The sequencing data was taken from a previous project found in Zenodo. The raw .ab1 files and raw .fcs are present in the Zenodo for this project. The IgBlast alignment was used through the IgDiscover (v. 0.15.1) sofware. The reads were aligned to the KIMDB Macaca mulatta database.

Repository structure

Reproducibility

To rerun the analysis and generate plots, it is required for you to have the following programs:

To rerun the analysis, please clone this repo and check the required programs above. The processed datasets are available at our Zenodo repo. After that, create a conda environment and then run the script to render the Rmarkdown file.

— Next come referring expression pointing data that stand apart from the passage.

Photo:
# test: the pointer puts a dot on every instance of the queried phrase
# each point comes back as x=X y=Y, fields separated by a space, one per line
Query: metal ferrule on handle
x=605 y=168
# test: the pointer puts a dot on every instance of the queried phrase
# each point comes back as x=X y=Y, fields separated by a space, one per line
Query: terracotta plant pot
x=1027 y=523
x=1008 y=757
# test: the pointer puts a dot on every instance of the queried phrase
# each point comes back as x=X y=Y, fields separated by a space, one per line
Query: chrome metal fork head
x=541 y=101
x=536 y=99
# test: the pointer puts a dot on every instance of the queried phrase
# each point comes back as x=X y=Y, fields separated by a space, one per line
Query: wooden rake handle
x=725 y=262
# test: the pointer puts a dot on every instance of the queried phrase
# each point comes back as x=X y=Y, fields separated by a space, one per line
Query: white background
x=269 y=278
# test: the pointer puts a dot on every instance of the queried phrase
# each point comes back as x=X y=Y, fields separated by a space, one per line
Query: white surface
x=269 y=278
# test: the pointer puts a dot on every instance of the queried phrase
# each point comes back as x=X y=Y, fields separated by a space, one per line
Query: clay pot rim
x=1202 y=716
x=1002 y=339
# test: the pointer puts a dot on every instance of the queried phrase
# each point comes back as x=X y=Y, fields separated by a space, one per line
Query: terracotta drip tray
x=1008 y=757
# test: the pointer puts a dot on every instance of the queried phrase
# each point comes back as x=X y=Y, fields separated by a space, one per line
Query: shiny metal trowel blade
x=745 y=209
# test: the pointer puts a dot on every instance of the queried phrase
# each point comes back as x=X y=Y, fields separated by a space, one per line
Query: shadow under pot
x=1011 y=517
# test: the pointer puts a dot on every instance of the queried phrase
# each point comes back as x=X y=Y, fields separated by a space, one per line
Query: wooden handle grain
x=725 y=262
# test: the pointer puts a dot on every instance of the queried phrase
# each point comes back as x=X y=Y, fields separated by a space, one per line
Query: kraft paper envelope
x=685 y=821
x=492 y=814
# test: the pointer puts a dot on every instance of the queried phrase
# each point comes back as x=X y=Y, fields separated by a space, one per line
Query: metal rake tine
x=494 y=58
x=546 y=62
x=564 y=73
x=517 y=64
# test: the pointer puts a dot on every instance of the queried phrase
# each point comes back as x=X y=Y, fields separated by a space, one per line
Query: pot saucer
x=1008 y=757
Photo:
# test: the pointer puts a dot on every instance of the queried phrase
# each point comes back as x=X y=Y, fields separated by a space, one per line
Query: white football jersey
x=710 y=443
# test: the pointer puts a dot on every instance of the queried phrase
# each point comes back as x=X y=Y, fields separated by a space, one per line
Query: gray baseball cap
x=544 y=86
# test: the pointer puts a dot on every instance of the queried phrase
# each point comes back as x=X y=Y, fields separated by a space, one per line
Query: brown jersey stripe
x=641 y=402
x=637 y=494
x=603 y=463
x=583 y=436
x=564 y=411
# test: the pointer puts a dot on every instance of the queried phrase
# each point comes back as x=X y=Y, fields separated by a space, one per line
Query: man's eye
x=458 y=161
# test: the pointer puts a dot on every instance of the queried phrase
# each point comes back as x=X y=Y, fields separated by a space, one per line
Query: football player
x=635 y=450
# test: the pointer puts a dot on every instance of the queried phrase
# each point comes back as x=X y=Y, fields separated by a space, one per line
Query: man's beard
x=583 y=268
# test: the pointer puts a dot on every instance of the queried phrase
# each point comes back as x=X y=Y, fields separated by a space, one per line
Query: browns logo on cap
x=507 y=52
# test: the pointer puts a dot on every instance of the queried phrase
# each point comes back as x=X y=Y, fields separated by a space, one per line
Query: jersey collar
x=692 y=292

# select a location to reproduce this analysis in your computer using the terminal
cd ~/Desktop
# download the necessary processed data present in the zenodo repo
# download via browser searching for  accession 8399141 on zenodo website or use curl/wget on the terminal
wget -O scifer_manuscript.zip https://zenodo.org/record/8399141/files/scifer_manuscript_zenodo1.zip?download=1
# unzip the repository using your preferred unzipper
unzip scifer_manuscript.zip

# create conda/mamba environment
cd scifer_manuscript
mamba env create -f environment.yml -n scifer_analysis
mamba activate scifer_analysis

# run all the analysis
bash src/render_Rmd.sh

Plots and rendered results

All the plots will be generated under a results folder under a date folder (eg. results/2023-02-10) automatically created. The Rmarkdown file is rendered to html and contains the information regarding the type of analysis and its code used to generate all plots. A rendered version is already online and uploaded under results/lab_book/ if you wish to just check the code used for each plot. The rendered html containing the code and analysis can be accessed HERE.

License

All the code in this repo is under a GNU General Public License v3.0.